📷 O ministro do STF, Flávio Dino, e o deputado federal Josimar Maranhãozinho (PL-MA) no Palácio do Planalto ao lado do então presidente, hoje apenado por tentativa de golpe de Estado, Jair Bolsonaro / Imagens reprodução redes sociais |•| Arte URBS MAGNA
| São Luís (MA)
13 de agosto de 2026
A Polícia Federal deflagrou nesta quinta-feira (13/ago) a Operação Monte Sinai no Maranhão, cumprindo nove mandados de busca e apreensão autorizados pelo ministro Flávio Dino, do Supremo Tribunal Federal.
A ação apura suspeitas de fraudes em licitações, desvio de recursos públicos oriundos de emendas parlamentares, lavagem de dinheiro, ocultação de ativos e crimes tributários.

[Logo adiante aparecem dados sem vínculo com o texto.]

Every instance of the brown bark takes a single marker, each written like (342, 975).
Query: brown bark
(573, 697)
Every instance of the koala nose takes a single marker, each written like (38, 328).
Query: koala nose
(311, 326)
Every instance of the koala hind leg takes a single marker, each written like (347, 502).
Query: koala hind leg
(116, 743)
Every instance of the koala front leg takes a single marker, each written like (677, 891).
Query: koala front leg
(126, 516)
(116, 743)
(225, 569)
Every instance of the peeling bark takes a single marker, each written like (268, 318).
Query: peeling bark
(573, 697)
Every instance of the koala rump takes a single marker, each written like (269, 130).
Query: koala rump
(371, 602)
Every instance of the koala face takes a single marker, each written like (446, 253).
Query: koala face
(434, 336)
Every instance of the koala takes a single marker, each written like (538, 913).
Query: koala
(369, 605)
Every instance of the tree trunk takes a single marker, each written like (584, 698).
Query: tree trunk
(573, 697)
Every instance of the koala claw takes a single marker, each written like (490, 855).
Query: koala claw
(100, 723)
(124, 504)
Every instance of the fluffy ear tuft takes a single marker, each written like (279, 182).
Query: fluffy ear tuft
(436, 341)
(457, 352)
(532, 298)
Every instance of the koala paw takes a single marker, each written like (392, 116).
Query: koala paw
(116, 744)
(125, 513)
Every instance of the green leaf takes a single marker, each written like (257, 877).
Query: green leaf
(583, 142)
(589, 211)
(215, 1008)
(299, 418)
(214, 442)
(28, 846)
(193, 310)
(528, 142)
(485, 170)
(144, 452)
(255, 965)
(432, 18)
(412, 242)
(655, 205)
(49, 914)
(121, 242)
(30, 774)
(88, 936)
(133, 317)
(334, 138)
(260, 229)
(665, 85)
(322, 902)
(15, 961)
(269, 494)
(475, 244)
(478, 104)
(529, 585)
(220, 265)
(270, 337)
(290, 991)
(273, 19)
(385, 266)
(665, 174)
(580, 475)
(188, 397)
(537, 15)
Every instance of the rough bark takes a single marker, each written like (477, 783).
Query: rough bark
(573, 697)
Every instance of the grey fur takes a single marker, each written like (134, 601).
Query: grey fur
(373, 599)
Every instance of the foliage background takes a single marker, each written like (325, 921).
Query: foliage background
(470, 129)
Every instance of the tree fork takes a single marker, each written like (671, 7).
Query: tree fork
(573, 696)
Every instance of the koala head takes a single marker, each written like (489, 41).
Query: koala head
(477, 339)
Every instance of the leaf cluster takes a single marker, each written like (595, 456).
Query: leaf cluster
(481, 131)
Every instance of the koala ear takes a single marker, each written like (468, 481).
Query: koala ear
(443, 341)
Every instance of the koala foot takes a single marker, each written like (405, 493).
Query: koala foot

Isso importa porque reforça o escrutínio sobre o uso de verbas federais destinadas a obras de infraestrutura e à educação pública em um dos estados mais vulneráveis do país.
Segundo nota oficial da Polícia Federal, três mandados foram cumpridos em São Luís e seis em municípios do interior, entre eles Colinas, Presidente Dutra e São Félix de Balsas.
Também foram autorizados o bloqueio e o sequestro de bens e valores, além da proibição de que empresas investigadas participem de licitações ou mantenham contratos com órgãos públicos.
A investigação teve início a partir de análises da Receita Federal e da Controladoria-Geral da União.
A apuração envolve emendas do deputado federal Josimar Maranhãozinho (PL-MA).
O parlamentar, no entanto, não é alvo da operação.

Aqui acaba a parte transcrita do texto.